De manière générale, les architectes du 20e siècle ont fait du programme de la maison individuelle un lieu incontournable d’expérimentation, qu’elle soit technique (comme pour Marcel Lods ou Walter Gropius), spatiale (comme chez Bruno Taut ou Adolf Loos), esthétique ou sociale…

Claude Parent s’inscrit totalement dans cette mouvance. Ses premières maisons, qui datent des années 1950, ont toutes les caractéristiques de la « maison moderne » – au sens où la définit l’historien Gérard Monnier : des maisons suréquipées, fortement inspirées par l’esthétique moderniste et intégrant une forme de Synthèse des arts. Ainsi la Maison G. (1952-53) à Ville-d’Avray, propose une expérimentation de la « vie moderne », telle qu’on l’entend dans les années 1950.
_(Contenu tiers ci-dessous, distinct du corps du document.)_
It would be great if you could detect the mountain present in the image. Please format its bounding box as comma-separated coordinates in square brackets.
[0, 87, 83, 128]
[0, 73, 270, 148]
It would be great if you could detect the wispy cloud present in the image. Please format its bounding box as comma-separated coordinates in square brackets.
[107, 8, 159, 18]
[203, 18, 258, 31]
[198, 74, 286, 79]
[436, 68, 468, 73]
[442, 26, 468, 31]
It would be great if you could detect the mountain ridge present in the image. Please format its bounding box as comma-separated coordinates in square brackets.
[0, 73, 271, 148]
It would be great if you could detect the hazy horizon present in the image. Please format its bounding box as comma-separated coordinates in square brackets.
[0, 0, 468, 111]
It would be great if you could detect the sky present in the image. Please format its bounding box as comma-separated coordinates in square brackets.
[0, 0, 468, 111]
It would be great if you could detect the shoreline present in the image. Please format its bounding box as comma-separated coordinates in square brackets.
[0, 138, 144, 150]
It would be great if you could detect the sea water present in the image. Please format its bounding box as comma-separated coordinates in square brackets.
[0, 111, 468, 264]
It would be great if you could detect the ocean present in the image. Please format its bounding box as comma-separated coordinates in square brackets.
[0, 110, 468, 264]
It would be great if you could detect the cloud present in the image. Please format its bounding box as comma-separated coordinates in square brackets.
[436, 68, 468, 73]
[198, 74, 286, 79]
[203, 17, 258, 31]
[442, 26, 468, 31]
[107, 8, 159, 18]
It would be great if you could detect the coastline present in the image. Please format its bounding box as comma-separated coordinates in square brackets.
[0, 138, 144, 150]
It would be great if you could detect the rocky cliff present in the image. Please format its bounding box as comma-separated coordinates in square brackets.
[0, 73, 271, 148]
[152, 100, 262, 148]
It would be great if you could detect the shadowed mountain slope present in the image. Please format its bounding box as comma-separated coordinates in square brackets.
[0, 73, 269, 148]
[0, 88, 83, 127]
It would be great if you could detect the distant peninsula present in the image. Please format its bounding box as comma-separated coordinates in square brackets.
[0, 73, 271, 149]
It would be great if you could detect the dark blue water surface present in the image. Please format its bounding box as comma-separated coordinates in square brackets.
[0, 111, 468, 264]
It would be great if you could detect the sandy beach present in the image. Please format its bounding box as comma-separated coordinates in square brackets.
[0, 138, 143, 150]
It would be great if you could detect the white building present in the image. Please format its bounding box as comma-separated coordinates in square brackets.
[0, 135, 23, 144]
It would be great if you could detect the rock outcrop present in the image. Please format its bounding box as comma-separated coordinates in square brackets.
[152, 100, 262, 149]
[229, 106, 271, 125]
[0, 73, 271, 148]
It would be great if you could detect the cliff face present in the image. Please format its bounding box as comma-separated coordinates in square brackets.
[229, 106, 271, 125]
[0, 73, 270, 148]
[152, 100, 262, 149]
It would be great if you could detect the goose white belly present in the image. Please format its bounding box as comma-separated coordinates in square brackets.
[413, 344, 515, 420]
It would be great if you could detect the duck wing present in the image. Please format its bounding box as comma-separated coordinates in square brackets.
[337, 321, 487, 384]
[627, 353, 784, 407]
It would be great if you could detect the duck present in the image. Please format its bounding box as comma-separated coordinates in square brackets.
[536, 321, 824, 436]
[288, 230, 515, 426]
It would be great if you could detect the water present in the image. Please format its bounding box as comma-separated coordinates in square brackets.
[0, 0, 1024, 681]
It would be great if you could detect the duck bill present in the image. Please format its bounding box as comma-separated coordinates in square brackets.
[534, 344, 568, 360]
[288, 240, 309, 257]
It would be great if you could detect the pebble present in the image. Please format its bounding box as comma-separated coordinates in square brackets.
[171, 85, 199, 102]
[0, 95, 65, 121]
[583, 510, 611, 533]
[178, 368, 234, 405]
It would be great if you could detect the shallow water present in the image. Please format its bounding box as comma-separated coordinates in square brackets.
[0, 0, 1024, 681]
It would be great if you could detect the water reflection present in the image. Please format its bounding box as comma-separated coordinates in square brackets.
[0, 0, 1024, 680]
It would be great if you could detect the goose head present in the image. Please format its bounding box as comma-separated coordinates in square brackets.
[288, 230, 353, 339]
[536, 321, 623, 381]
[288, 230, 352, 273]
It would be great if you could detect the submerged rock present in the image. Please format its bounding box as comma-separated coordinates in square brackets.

Dans les villas des années 1960, comme Bordeaux-Le Pecq ou Drusch – qui restent les plus célèbres de l’architecte – l’expérimentation devient spatiale.
Parent y développe une appréhension nouvelle de l’espace. S’il n’y a pas, à proprement parler, de pan incliné dans ces maisons, l’architecte met en œuvre des effets de basculements, de renversements, ou des « élans » au niveau de leur structure, qui génèrent une vision et une expérience différentes de l’espace. On note aussi un vrai rapport à la nature dans ces maisons, qui sont des lieux de vie exceptionnels aussi bien par la qualité de leurs matériaux que par celle de leur environnement.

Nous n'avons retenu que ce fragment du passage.